El canto que entonaron los ángeles la noche del nacimiento de Jesús tiene mucho para enseñarnos sobre cómo se veía desde el cielo este evento. En primer lugar, es un detalle muy interesante que es en este anuncio angelical donde aparece por primera vez ubicado, según Lucas, en boca de un personaje la expresión griega «Evangelio». Son estas buenas noticias, estas nuevas de gran gozo, las que cambiarán el destino de la humanidad para siempre.

Este niño que nacía a poca distancia del campo donde se encontraban los pastores que cuidaban sus ovejas, no era otro que el Cordero de Dios que quitaría el pecado del mundo. Su vida perfecta, cada una de sus decisiones y de sus actitudes, todas sus palabras y sus pensamientos estarían en completa armonía con la voluntad del Padre, al punto que en varias ocasiones se registra la voz divina desde el cielo ratificando: «Este es mi Hijo amado». ¿Quién más podría traerle gloria a Dios de semejante manera?
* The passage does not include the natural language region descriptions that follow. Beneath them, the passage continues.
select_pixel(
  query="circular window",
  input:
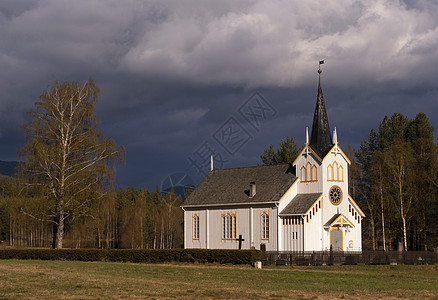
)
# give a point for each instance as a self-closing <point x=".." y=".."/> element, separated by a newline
<point x="335" y="195"/>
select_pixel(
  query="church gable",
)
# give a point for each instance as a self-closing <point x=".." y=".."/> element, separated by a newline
<point x="338" y="220"/>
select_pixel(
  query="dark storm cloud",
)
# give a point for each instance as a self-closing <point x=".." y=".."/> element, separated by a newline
<point x="171" y="72"/>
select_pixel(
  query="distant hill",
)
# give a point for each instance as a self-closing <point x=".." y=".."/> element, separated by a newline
<point x="8" y="167"/>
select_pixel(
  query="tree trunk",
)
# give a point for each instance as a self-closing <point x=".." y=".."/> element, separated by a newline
<point x="60" y="230"/>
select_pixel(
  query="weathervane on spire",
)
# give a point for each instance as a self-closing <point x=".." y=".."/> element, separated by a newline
<point x="321" y="62"/>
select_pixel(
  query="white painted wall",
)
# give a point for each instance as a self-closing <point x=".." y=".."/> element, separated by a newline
<point x="248" y="226"/>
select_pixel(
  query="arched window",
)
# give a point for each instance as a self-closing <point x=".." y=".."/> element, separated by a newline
<point x="265" y="225"/>
<point x="229" y="226"/>
<point x="196" y="227"/>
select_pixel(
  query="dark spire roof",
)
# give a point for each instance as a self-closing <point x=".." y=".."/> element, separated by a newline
<point x="321" y="139"/>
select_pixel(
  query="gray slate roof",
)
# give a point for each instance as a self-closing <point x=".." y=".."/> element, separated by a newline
<point x="231" y="186"/>
<point x="332" y="219"/>
<point x="300" y="204"/>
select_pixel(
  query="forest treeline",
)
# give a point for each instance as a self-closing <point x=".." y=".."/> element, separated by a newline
<point x="394" y="177"/>
<point x="131" y="218"/>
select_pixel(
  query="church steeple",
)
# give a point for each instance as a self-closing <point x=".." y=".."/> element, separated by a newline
<point x="320" y="140"/>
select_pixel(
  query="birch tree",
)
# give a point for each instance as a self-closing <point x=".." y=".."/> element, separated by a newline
<point x="66" y="154"/>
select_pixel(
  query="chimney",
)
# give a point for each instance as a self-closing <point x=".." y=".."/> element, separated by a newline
<point x="252" y="190"/>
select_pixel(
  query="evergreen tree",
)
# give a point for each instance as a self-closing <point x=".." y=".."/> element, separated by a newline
<point x="286" y="153"/>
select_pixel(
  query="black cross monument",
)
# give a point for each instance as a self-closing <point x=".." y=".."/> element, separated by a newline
<point x="240" y="240"/>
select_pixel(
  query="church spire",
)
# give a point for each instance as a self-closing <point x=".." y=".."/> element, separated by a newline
<point x="320" y="140"/>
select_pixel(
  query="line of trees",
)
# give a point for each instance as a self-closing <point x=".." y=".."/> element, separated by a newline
<point x="395" y="178"/>
<point x="130" y="218"/>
Y fue esta iniciativa de Dios, esta acción de desprendimiento al darnos a su único Hijo como el mayor regalo de gracia, el gesto de reconciliación definitiva entre el cielo y la tierra. De hecho, su plan era «reconciliar consigo todas las cosas» a través de Cristo, no solamente restaurar nuestra relación con Él, rota a causa del pecado, sino también reconciliarnos entre nosotros mismos, a esta humanidad herida y separada por el odio, la injusticia y el egoísmo. Es por Él, por su amor, su justicia y su humildad que podemos encontrarnos en un solo cuerpo, en el amor real y permanente que es el mayor signo de los que creen. Es en Jesucristo en quien se restaura el propósito del corazón de Dios al crearnos. ¡Gloria a Dios! ¡Paz entre los hombres!